Taking these factors into account, a person should be able to see about twenty-five hundred stars at one time under perfect viewing conditions. All of these visible stars are in our galactic backyard; most are within a couple of thousand light years.
The closer you get to a major metropolitan area, the fewer stars are visible. In the outskirts of a large city, the dimmest star you can see will be about a magnitude 4.0 (remember, smaller numbers are brighter). This reduces the number of starts visible to about 250. At the city center, forget seeing anything below a magnitude 3.0. Now, we are down to fifty stars. In our brightest cities, like New York, Las Vegas, or Los Angeles, only magnitude 2.0 stars or brighter are viewable. These city residents are lucky to see fifteen stars in the sky.
". . . substantial amounts of electricity are consumed through unnecessary outdoor lighting by retail establishments after business hours, including but not limited to, shopping centers, auto malls and dealerships . . ." —Governor Gray Davis, California
The major contributors to light pollution in cities are unshielded street lights, billboard lights that point up, parking-lot lights, and signs. But outside the cities, in the country, there are many sources of light pollution. Spot lights, mercury-vapor yard lights, and even misdirected outside lights at homes.
Why should you be concerned? First, there is the glare. Glare occurs when you see light directly from the source bulb or fixture. Not only will this light pollute the night sky but it can hamper vision and create a hazard for motorists. Next is light trespassing. This is light that shines into neighbors’ homes through windows reducing privacy and hindering sleep. Then, consider the energy waste. Poorly-designed lighting reduces effectiveness by throwing light where it is not needed or wanted. Finally, upward-pointed lights create sky glow that washes out the night sky. Americans waste millions of dollars each year by using more light than is needed. They buy larger lights to illuminate more area than is needed.
- So, here are a few suggestions.
- Turn off outdoor lights when they are not being used.
- Shield light fixtures so the light is directed down toward the ground.
- Only light the area that needs it.
- Get shielded mercury or sodium-vapor fixtures, or better yet, don’t use any.
- Use floodlights sparingly and point then downward.
- If you must have a light on, use a low-wattage bulb.
- "The night sky is the world's largest national park with its stark beauty available to anyone who steps outside and looks up." —Geoff Chester, United States Naval Observatory
Thank you from all of the stargazers.
The disappearing Moon
Watch the Moon put on a show on May 15 with a total eclipse. The Earth’s shadow begins eating into the moon at 8:03 p.m. mountain time. Totality begins at 9:14 p.m.
A total eclipse begins when the Moon passes into the shadow of the Earth.

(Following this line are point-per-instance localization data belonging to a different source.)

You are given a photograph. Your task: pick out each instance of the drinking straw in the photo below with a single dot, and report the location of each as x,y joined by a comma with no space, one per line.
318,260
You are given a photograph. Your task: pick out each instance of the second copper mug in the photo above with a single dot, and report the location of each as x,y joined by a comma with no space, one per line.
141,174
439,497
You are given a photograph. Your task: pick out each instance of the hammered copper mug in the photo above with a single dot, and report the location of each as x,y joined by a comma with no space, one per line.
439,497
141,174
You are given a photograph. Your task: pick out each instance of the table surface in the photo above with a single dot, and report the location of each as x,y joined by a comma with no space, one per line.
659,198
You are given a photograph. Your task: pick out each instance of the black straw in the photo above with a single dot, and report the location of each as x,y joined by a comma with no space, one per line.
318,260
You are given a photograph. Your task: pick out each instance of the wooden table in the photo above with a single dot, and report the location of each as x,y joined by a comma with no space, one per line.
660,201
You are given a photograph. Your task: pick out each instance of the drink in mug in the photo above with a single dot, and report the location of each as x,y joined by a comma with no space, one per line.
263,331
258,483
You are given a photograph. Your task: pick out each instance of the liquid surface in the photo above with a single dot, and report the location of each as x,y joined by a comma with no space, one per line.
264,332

The shadow is a circular cone eight thousand miles in diameter. It tapers off to nothing at a point 864,000 miles out in space. At the Moon’s orbit, Earth’s shadow is 5,700 miles in diameter. By chance, the Moon’s diameter is 2,160 miles and it moves in its orbit at 2,112 miles per hour. Thus, totality lasts about one hour as the Moon traverses the shadow. This is also the day of the Full moon.
This month offers us two new moons: on May 1 and May 31.
Where are the planets?
- Watch for Mercury in the morning twilight late in May. Mercury will be just south of Venus on May 27.
- Venus rises around 5:00 a.m.
- Mars rises about 2:00 a.m. Check for Mars three degrees north of the Moon on May 21.
- Jupiter sets at 1:00 a.m. Jupiter will be four degrees south of Jupiter on May 8.
- Saturn sets at 11:00 p.m. Find Saturn three degrees south of the Moon on May 5.